Nevertheless, locals in Edmonton noticed her blossoming piano skills. When she was 19 in 1979, Anne Burrows, a local philanthropist, was so taken by Cheng’s musicianship that she established a music foundation to support her and other local musicians to pursue their studies. Burrows orchestrated bake sales, raffles and bingo nights to raise funds so that Cheng could attend Juilliard in New York City. In a 2004 feature published in the Edmonton Journal, Burrows said, “One of the reasons I was so enthusiastic about Angela was not just her playing but her character seemed to me just wonderful.” 

Angela Cheng

At the time, Cheng said that she had never imagined going to a school such as Juilliard, which she had heard of for the first time in the 1970s. “It was a culture shock for me to go from Edmonton to New York and it was an eye-popping experience to see just how many concerts were always happening.”

After Juilliard, Cheng went to another top-tier music school: Indiana University, where she studied with Menahem Pressler, who was the cofounder of the Beaux Arts Trio.

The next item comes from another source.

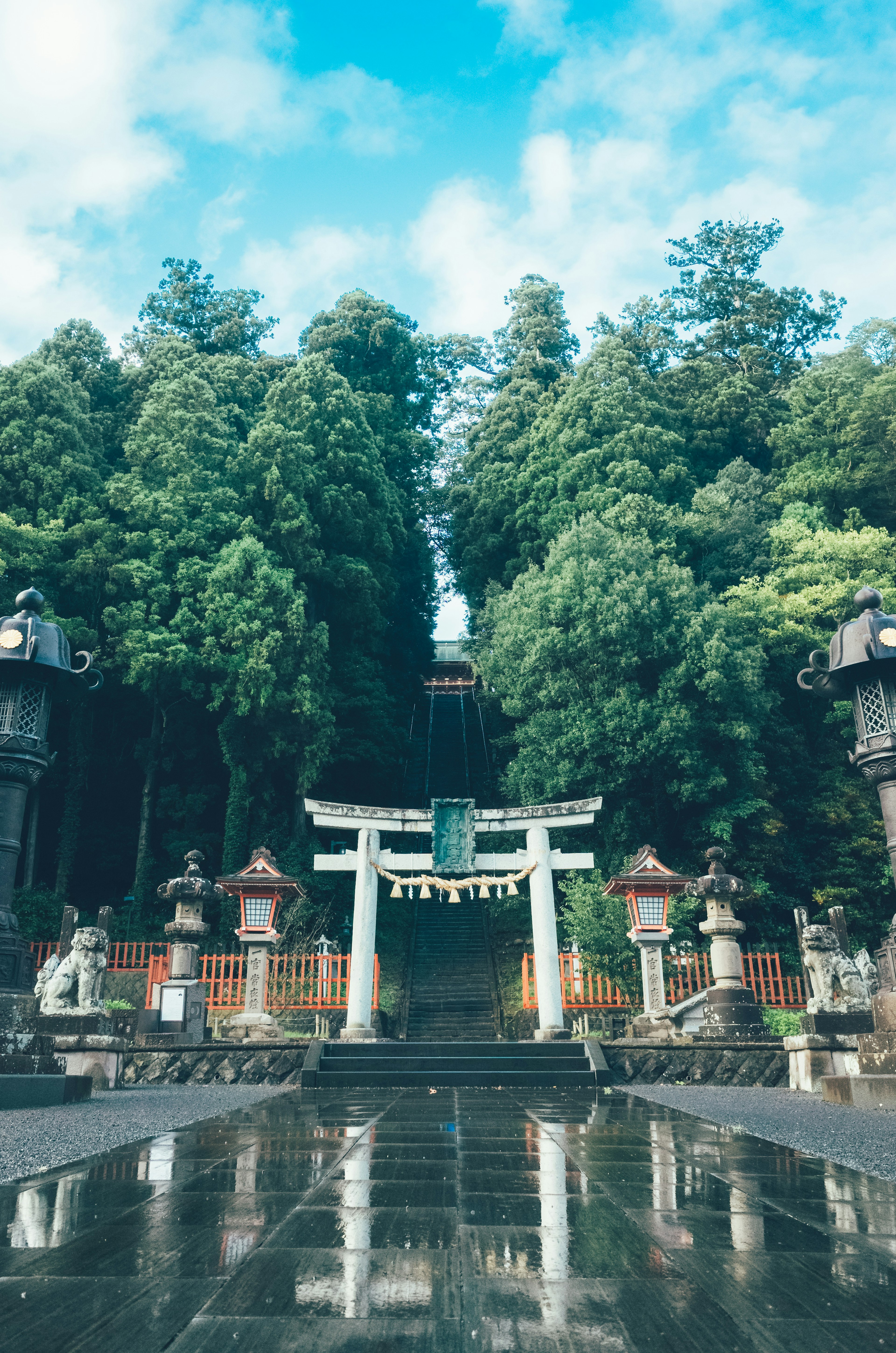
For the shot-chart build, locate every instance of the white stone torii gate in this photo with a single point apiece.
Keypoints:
(534, 822)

Pressler’s students were known for taking the top prizes in many of the world’s most prestigious piano competitions and many, like Cheng, are on the faculties in the most respected music schools around the world. “Studying with him changed my life,” Cheng said. “He was like a father to me. His devotion and passion were unforgettable.” Pressler, who continued to perform well into his nineties, died last year at the age of 99.

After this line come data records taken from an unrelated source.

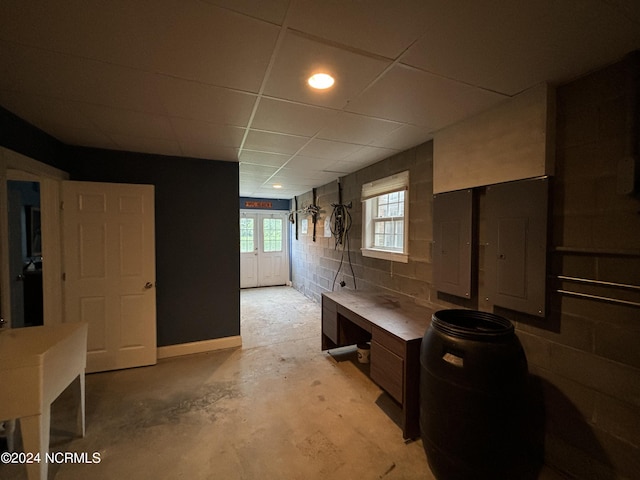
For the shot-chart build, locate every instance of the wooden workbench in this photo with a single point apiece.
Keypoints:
(395, 329)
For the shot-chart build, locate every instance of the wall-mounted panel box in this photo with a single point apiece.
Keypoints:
(516, 266)
(452, 242)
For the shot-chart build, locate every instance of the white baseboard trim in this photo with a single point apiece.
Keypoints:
(199, 347)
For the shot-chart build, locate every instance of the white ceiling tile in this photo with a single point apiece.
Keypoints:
(181, 98)
(352, 128)
(304, 163)
(255, 171)
(209, 151)
(300, 57)
(412, 96)
(291, 118)
(404, 137)
(202, 37)
(328, 149)
(538, 41)
(370, 154)
(268, 10)
(273, 142)
(206, 133)
(383, 27)
(263, 158)
(158, 146)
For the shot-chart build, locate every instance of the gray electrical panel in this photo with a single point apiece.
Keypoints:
(516, 254)
(452, 242)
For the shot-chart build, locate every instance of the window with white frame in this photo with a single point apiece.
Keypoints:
(385, 218)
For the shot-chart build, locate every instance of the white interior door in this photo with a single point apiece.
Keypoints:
(109, 265)
(264, 253)
(248, 250)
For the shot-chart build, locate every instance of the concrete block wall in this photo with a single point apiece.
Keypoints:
(584, 357)
(315, 264)
(586, 352)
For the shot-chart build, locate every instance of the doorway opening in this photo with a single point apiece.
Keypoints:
(25, 253)
(264, 249)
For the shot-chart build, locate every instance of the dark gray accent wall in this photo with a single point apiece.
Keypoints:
(197, 237)
(197, 234)
(24, 138)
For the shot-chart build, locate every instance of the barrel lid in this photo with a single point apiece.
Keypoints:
(472, 324)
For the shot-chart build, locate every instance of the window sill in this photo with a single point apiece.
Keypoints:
(385, 255)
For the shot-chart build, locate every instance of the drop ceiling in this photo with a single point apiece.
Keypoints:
(226, 79)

Cheng’s repertoire is highly influenced by the masters of the Classical and Romantic eras and while she enjoys playing and teaching Bach, she seldom performs the Baroque master’s works in public. Cheng explained that he left so little direction in tempi and articulation, for instance, and thus differences in interpretation are much wider than in a Mozart piano concerto, for example. She also has performed music by contemporary composers including Joan Tower, John Corigliano and Alexina Louie.

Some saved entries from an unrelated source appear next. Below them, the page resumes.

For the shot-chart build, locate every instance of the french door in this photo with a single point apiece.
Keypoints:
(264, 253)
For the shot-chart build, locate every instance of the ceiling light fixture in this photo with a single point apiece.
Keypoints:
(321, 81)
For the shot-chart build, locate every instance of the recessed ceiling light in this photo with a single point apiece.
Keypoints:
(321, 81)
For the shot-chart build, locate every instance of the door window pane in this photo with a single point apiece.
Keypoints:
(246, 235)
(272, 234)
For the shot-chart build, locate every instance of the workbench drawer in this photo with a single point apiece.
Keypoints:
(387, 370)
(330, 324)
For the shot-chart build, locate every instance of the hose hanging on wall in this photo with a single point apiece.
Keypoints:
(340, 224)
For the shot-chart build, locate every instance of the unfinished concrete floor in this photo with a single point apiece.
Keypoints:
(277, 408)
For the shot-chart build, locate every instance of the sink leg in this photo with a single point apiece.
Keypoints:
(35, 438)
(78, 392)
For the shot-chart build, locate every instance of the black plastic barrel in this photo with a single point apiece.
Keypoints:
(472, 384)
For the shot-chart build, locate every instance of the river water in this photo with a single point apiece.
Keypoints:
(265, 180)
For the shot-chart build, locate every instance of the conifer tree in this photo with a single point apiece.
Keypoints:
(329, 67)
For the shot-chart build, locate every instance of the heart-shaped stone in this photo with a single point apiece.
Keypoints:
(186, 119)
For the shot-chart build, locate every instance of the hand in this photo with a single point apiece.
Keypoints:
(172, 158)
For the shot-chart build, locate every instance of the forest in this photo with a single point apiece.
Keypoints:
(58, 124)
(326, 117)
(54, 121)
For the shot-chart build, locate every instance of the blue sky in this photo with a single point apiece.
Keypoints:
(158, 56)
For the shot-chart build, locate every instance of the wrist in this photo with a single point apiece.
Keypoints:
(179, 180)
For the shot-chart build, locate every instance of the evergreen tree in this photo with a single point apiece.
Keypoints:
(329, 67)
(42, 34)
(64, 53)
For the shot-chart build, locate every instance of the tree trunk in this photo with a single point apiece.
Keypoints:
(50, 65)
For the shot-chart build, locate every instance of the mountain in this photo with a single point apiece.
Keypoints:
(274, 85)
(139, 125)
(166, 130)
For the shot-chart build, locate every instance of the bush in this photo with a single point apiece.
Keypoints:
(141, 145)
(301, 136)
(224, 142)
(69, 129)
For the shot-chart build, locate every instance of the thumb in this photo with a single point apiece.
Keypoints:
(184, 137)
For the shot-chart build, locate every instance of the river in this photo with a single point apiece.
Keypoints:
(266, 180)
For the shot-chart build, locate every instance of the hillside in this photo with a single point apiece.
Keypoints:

For her Bachauer program, she has selected piano sonatas from the later periods of Haydn and Beethoven, and has arranged her offerings to highlight the tonal connections between the works.   The opener is Haydn’s Sonata in C Major, Hob. XVI/50, which was the first of the final three piano sonatas the composer wrote, when he was in his mid-sixties. “I fell in love with this work many years ago, especially because of its incredibly gorgeous slow movement, along with his famous sense of humor and emotional expression. It really makes for a nice opener,” Cheng explained. 

Composed in 1822, Beethoven’s Sonata No. 31 in A-flat Major, op. 110, was the next to last of the 32 sonatas he wrote for the keyboard. The work’s epic sense of narrative is evident, given that the composer also was in the midst of composing his Ninth Symphony and the Missa Solemnis

In these last piano sonatas, Beethoven experimented with structure, shifting the greatest displays of climax sensations to the final movements of these pieces. For example, the last movement of the sonata Cheng will perform includes an arioso dolente and a formidable fugue. Works like Opus 110 took a full century before audiences accepted them with the same enthusiasm and appreciation they had done with Beethoven’s other famous works.

Cheng speaks eloquently about the place this sonata holds in her heart: “At this point, he was completely deaf and one could have understood if he would have been deeply bitter because being a musician or composer and not be able to hear must have been despairing and frustrating. But, then there is this first movement with its moving and uplifting ending that warms my heart that someone experiencing such difficulties could be so positive.” Likewise, she sees the final movement in a similar context, where while there are expressions that might reflect deep suffering and complete exhaustion, Beethoven nevertheless resolves to break through the wall to be in touch with the joy and beauty that performers and listeners experience when listening to this sonata. 

Cheng’s second half is devoted to three of Chopin’s most beloved gems:Nocturne in D-flat Major, op. 27, no. 2; Polonaise-Fantasie in A-flat Major, op. 61 and Ballade No. 1 in G Minor, op. 23. The outer works of this trio were composed when Chopin was in his mid-twenties, while the Polonaise-Fantasie was published when he was 37, just two years before he died.